Galileo is model-agnostic, and supports leading LLM providers including OpenAI, Azure OpenAI, Anthropic, and LLaMA.

from galileo.experiments import run_experiment
from galileo.datasets import get_dataset
from galileo.openai import openai

dataset = get_dataset(name="countries")

def llm_call(input):
	return openai.chat.completions.create(
        model="gpt-4o",
        messages=[
          {"role": "system", "content": "You are a geography expert."},
          {"role": "user", "content": f"Which continent does the following country belong to: {input['input']}"}
        ],
    ).choices[0].message.content

results = run_experiment(
	"geography-experiment",
	dataset=dataset,
	function=llm_call,
	metrics=["correctness"],
	project="my-project",
)

Custom Dataset Evaluation

As your testing needs become more specific, you might need to work with custom or local datasets. This approach is perfect for focused testing of edge cases or when building up your test suite with specific scenarios:

from galileo.experiments import run_experiment
from galileo import log, openai

dataset = [
  {
    "input": "Spain"
	}
]

def llm_call(input):
	return openai.chat.completions.create(
        model="gpt-4",
        messages=[
          {"role": "system", "content": "You are a geography expert"},
          {"role": "user", "content": f"Which continent does the following country belong to: {input['input']}"}
        ],
    ).choices[0].message.content

results = run_experiment(
	"geography-experiment",
	dataset=dataset,
	function=llm_call,
	metrics=["correctness"],
	project="my-project"
)

Custom Metrics for Deep Analysis

For the most sophisticated level of testing, you might need to track specific aspects of your application’s behavior. Custom metrics provide the flexibility to define precisely what you want to measure, enabling deep analysis and targeted improvement:

from galileo.experiments import run_experiment
from galileo.datasets import get_dataset
from galileo.openai import openai

dataset = [
  {
    "input": "Spain"
	}
]

def llm_call(input):
	return openai.chat.completions.create(
        model="gpt-4o",
        messages=[
          {"role": "system", "content": "You are a geography expert."},
          {"role": "user", "content": f"Which continent does the following country belong to: {input['input']}"}
        ],
    ).choices[0].message.content

def check_for_delve(input, output, expected) -> int:
	return 1 if "delve" not in input else 0

dataset = get_dataset(name="storyteller-dataset")

results = run_experiment(
	"geography-experiment",
	dataset=dataset,
	function=llm_call,
	metrics=[check_for_delve],
	project="my-project"
)

Each of these experimentation approaches fits into different stages of your development and testing workflow. As you progress from simple prompt testing to sophisticated custom metrics, Galileo’s experimentation framework provides the tools you need to gather insights and improve your application’s performance at every level of complexity.

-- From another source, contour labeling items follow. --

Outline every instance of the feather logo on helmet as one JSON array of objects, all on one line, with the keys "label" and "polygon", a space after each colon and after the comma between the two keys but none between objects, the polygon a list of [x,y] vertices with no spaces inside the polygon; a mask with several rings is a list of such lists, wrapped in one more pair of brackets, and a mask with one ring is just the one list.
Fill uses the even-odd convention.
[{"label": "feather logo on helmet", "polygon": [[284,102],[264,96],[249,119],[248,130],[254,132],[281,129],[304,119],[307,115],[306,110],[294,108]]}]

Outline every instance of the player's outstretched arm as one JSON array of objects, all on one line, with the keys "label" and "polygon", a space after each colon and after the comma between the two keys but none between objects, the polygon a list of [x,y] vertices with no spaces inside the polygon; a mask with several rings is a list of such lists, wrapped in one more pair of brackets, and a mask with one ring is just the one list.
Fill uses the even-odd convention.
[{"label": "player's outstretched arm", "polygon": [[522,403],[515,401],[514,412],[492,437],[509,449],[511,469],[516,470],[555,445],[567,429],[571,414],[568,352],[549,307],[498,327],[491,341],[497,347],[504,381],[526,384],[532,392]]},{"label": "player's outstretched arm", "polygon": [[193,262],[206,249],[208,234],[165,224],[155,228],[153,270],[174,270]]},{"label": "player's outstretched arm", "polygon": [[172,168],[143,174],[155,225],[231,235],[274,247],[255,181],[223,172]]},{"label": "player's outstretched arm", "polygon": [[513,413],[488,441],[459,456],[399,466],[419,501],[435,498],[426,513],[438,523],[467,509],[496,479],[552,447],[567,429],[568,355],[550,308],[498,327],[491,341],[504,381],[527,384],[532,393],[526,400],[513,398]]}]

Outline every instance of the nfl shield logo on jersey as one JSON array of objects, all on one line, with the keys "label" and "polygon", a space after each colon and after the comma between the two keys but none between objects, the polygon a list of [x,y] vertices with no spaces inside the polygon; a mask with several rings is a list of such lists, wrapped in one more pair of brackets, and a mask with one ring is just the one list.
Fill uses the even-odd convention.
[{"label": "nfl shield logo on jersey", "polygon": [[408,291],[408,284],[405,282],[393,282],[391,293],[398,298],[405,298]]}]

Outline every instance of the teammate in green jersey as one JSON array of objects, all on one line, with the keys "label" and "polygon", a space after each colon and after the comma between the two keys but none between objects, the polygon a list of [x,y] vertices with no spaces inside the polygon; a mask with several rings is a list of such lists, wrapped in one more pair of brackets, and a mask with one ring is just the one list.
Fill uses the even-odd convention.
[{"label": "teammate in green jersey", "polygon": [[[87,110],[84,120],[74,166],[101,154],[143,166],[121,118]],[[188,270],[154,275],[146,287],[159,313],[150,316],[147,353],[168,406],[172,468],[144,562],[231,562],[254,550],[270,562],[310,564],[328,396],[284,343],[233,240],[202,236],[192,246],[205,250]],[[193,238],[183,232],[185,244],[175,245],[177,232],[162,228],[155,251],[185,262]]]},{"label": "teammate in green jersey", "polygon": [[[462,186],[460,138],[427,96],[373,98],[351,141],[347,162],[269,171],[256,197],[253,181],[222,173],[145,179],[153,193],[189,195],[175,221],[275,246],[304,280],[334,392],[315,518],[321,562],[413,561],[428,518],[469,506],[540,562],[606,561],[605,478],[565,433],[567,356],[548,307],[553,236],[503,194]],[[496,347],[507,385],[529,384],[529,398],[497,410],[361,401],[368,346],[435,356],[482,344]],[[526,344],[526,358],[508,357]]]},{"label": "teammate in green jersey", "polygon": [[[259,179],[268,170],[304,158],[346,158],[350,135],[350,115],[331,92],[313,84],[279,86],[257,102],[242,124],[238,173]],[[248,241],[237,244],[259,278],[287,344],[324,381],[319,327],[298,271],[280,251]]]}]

Experimenting with Agentic and RAG Applications

The experimentation framework extends naturally to more complex applications like agentic AI systems and RAG (Retrieval-Augmented Generation) applications. When working with agents, you can evaluate various aspects of their behavior, from decision-making capabilities to tool usage patterns. This is particularly valuable when testing how agents handle complex workflows, multi-step reasoning, or tool selection.

For RAG applications, experimentation helps validate both the retrieval and generation components of your system. You can assess the quality of retrieved context, measure response relevance, and ensure that your RAG pipeline maintains high accuracy across different types of queries. This is especially important when fine-tuning retrieval parameters or testing different reranking strategies.

The same experimentation patterns shown above apply to these more complex systems. You can use predefined datasets to benchmark performance, create custom datasets for specific edge cases, and define specialized metrics that capture the unique aspects of agent behavior or RAG performance. This systematic approach to testing helps ensure that your advanced AI applications maintain high quality and reliability in production environments.